Please enlighten us as to how your PC will know what files are related to what projects? Or ideas or concepts? How will you ever find anything if you just dump it to some random location on your hard drive without attaching some kind of metadata?
The bits on your hard drive are arranged in a random pattern. Your data are scattered across the surface of the platters with billions upon billions of other bits that are used for all sorts of purposes. The GUI that presents a single object, a file, is providing a representation of a subset of all those scattered bits. It has already searched for all the components of the file and presented them to you. It has already associated a fair amount of system generated metadata with the file - creation date, last update, size, name, extension, type, etc. With any luck, there is also a bit of application-specific data embedded in the file. Finally, a method of user-specified meta data - where in the directory hierarchy the file should be placed - has been generated and stored by the OS as a result of your interaction with the GUI.
So as you can see, the simple presentation of a file in a GUI already is the result of a large amount of work by the OS to collate the bits of the file and present some related metadata to you.
Creating a directory structure and placing a file in it is one way of associating metadata with a file so that you can find it again. It is simple, has a logical graphical equivalent (luckily!) and has been used for 30 years or so by UNIX and most people using PC operating systems. Other computer file systems were much more suited to the computer but harder for humans. Methods for storing and retrieving files have been mulled over for decades but no one has yet topped the simple, elegant, hierarchical directory structure or its GUI equivalent.

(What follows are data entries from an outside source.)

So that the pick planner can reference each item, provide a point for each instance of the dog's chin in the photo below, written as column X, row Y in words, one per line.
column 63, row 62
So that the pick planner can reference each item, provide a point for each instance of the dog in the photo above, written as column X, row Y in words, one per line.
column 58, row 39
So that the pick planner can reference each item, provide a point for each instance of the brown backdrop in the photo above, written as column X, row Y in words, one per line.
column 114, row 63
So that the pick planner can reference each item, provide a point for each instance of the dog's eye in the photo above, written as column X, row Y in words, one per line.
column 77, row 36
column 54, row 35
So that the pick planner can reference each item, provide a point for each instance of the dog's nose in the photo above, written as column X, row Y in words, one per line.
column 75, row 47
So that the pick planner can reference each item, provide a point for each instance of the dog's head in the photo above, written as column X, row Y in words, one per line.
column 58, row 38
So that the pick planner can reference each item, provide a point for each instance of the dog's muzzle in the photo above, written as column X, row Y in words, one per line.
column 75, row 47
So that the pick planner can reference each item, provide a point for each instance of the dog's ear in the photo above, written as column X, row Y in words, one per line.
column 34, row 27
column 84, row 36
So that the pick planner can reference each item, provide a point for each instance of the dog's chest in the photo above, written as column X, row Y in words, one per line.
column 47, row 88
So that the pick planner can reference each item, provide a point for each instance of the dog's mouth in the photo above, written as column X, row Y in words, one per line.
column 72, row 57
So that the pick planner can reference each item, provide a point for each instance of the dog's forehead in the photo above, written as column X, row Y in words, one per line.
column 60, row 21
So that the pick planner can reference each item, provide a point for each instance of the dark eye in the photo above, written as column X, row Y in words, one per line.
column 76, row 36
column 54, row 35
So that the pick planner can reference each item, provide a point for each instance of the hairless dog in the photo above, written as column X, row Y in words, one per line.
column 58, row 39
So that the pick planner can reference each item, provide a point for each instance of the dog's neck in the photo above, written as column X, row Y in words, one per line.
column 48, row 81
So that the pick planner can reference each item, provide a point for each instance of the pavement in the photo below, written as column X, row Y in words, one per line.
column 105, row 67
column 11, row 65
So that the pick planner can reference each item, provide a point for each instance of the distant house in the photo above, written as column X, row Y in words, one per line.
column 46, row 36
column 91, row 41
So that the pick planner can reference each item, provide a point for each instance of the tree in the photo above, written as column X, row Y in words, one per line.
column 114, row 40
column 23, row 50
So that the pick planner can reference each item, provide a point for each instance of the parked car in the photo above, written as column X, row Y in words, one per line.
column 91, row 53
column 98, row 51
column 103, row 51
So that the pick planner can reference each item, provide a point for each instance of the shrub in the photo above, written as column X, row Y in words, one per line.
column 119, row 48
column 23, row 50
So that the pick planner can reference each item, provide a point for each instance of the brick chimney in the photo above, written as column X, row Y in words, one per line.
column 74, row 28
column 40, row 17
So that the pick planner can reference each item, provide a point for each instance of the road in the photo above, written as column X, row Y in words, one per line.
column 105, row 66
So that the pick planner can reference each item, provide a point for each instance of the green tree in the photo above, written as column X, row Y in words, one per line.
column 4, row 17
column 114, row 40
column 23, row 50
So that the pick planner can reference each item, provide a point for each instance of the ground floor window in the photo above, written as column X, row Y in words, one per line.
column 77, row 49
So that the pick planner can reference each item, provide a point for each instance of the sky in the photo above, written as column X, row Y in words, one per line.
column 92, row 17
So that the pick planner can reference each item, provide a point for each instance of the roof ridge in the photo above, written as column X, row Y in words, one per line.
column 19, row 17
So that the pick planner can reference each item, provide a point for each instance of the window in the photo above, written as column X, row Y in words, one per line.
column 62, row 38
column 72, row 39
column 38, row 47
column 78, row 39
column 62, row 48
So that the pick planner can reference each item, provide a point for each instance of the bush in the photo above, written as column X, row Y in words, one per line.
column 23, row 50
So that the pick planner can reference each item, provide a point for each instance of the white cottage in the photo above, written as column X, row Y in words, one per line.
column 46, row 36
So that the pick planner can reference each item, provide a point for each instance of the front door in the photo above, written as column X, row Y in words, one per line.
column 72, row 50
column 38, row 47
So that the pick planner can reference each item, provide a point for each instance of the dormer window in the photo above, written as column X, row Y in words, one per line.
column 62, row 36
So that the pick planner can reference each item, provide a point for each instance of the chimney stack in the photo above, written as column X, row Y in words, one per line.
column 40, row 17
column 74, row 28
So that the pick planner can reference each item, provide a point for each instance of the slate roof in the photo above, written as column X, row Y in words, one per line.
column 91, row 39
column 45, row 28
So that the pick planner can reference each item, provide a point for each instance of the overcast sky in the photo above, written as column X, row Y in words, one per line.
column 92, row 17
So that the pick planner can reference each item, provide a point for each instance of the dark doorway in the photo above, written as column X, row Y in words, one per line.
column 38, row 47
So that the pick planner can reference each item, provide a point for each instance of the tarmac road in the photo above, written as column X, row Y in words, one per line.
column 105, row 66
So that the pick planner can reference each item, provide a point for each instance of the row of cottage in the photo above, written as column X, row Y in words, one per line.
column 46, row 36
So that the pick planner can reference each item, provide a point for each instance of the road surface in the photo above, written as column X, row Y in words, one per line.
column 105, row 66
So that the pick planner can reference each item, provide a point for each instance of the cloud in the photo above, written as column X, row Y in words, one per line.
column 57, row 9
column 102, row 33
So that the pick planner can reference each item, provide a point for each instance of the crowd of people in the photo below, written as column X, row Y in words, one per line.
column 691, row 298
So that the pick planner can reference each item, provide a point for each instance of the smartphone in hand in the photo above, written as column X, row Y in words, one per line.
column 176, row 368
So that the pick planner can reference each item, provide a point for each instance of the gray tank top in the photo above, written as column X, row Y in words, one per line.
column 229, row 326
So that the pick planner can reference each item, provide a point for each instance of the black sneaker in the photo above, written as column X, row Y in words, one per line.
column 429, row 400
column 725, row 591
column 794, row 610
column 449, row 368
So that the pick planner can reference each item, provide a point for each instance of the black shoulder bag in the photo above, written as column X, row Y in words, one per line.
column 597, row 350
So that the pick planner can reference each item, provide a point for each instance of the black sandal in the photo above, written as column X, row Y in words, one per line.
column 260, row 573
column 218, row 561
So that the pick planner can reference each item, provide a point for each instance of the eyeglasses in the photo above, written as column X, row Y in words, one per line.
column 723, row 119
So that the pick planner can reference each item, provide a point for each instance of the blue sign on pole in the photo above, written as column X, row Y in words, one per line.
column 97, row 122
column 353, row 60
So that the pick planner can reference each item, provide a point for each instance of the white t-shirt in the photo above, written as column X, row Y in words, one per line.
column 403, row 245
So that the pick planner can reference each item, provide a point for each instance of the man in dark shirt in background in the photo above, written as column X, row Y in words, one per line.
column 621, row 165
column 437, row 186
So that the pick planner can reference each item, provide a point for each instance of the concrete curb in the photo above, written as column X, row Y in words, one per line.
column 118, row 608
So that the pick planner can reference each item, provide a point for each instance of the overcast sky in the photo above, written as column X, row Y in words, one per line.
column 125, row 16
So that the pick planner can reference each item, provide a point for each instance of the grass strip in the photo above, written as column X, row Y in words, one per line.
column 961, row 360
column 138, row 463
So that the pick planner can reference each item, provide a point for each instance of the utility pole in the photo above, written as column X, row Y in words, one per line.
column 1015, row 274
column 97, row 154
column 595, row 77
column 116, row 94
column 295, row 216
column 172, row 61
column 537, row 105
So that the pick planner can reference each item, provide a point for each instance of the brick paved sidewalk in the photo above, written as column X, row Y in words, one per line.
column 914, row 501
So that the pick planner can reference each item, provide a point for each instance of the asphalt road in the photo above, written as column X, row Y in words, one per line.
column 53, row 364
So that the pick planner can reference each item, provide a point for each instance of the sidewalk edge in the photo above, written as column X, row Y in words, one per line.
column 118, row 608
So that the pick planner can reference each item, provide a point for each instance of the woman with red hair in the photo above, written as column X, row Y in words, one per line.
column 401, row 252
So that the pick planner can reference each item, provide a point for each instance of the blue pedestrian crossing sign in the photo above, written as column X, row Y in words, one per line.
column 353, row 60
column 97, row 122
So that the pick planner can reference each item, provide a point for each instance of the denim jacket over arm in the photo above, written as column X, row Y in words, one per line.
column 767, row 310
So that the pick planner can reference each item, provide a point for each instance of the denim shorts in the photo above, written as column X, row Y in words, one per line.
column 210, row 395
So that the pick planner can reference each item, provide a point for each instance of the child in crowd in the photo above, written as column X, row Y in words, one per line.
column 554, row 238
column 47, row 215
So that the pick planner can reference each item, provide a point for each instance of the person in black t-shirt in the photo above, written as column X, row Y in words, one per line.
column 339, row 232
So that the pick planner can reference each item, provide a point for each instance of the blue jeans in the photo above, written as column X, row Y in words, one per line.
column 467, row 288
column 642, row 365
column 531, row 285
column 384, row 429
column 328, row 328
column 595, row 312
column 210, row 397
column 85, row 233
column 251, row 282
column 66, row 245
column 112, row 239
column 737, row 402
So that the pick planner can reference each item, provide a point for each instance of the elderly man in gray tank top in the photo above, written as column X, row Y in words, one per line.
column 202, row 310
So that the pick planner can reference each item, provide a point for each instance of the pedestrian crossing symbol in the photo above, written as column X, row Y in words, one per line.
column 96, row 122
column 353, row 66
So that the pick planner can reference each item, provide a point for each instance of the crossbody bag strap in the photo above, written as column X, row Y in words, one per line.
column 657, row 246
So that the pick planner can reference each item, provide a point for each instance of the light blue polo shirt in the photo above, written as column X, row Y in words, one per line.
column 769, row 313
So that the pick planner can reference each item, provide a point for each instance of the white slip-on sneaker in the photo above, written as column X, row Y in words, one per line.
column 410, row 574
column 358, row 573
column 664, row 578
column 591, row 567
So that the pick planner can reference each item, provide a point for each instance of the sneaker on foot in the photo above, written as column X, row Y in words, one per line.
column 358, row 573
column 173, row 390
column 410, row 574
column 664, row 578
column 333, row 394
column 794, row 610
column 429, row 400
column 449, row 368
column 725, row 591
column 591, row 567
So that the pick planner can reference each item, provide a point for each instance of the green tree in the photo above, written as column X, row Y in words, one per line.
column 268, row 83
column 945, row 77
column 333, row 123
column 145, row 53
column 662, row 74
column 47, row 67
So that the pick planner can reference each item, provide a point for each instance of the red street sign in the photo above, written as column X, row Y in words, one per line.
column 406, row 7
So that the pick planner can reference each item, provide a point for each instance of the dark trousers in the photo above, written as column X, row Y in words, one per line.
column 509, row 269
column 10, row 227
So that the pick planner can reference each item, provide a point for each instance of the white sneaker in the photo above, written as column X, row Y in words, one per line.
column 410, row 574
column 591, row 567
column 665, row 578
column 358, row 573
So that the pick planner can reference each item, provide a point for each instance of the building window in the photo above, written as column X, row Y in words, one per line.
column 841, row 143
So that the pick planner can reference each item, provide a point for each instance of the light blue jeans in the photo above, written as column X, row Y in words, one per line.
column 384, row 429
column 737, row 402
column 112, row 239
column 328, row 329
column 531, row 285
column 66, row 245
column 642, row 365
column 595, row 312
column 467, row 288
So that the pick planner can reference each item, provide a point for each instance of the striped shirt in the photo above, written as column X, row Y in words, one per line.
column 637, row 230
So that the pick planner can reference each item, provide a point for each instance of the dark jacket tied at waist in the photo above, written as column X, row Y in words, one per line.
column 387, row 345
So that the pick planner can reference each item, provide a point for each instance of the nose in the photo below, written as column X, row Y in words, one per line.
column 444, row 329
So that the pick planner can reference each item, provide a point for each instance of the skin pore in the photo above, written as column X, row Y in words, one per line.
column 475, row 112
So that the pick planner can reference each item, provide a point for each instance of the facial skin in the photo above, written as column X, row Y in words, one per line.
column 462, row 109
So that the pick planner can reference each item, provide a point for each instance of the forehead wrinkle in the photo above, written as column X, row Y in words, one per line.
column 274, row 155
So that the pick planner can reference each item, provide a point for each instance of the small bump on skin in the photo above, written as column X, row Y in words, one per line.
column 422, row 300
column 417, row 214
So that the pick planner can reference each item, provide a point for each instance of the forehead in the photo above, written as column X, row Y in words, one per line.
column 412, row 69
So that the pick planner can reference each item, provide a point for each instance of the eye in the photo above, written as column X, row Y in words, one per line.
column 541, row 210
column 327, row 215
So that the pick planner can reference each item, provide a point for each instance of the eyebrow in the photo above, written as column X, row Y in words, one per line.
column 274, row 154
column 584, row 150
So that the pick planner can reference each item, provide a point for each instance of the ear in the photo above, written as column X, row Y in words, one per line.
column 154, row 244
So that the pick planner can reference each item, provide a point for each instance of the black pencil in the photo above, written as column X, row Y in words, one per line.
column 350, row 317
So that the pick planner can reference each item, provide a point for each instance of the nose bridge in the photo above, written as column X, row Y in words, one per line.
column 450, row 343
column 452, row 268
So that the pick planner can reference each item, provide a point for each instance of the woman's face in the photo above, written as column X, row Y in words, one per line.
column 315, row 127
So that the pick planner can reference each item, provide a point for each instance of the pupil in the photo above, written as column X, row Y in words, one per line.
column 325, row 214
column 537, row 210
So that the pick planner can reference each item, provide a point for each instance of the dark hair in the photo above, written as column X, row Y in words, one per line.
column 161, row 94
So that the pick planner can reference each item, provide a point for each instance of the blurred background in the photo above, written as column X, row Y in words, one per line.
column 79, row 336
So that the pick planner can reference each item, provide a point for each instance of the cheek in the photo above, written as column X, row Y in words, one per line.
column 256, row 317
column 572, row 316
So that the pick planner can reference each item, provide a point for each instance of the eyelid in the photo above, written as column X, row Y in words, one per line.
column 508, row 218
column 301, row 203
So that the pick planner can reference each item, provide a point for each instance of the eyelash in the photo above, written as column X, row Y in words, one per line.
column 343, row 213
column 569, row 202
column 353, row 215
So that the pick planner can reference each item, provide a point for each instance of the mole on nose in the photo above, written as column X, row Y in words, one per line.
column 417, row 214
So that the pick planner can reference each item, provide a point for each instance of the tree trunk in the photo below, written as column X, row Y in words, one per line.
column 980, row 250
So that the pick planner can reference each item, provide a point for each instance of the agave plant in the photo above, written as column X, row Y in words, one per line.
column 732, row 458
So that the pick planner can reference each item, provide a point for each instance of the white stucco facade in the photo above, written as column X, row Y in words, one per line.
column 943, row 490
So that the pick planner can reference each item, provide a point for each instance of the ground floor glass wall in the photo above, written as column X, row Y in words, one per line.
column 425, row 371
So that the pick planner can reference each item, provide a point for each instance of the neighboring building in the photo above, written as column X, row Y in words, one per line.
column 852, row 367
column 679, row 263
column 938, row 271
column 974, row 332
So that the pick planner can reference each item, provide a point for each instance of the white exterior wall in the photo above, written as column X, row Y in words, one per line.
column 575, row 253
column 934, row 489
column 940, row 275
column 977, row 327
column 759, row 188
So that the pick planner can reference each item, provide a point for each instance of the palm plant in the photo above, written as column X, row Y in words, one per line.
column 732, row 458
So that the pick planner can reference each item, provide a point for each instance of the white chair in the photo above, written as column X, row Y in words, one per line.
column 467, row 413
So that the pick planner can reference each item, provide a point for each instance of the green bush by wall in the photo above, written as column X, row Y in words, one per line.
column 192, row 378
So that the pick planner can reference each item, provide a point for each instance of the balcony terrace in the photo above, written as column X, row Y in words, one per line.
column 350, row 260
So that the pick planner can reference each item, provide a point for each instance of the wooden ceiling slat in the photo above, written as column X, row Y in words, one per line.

I can even do cross-references to files in other directories using an alias (or shortcut for Windows users).
The only way Microsoft's approach will work is if you fill out extensive metadata for each and every file that you place on your system. And you will have to be meticulous about it - if you use someone else's Word document as a template, you had better at least check, and probably replace, all the metadata, otherwise your document may well be filed by the system according to someone else's metadata.
I can't see that Microsoft will be any more successful than those searched for the elusive next-best-GUI. The 2D folder/file metaphor popularised by Apple has withstood a number of challengers over the years, none has toppled it from king of the GUIs.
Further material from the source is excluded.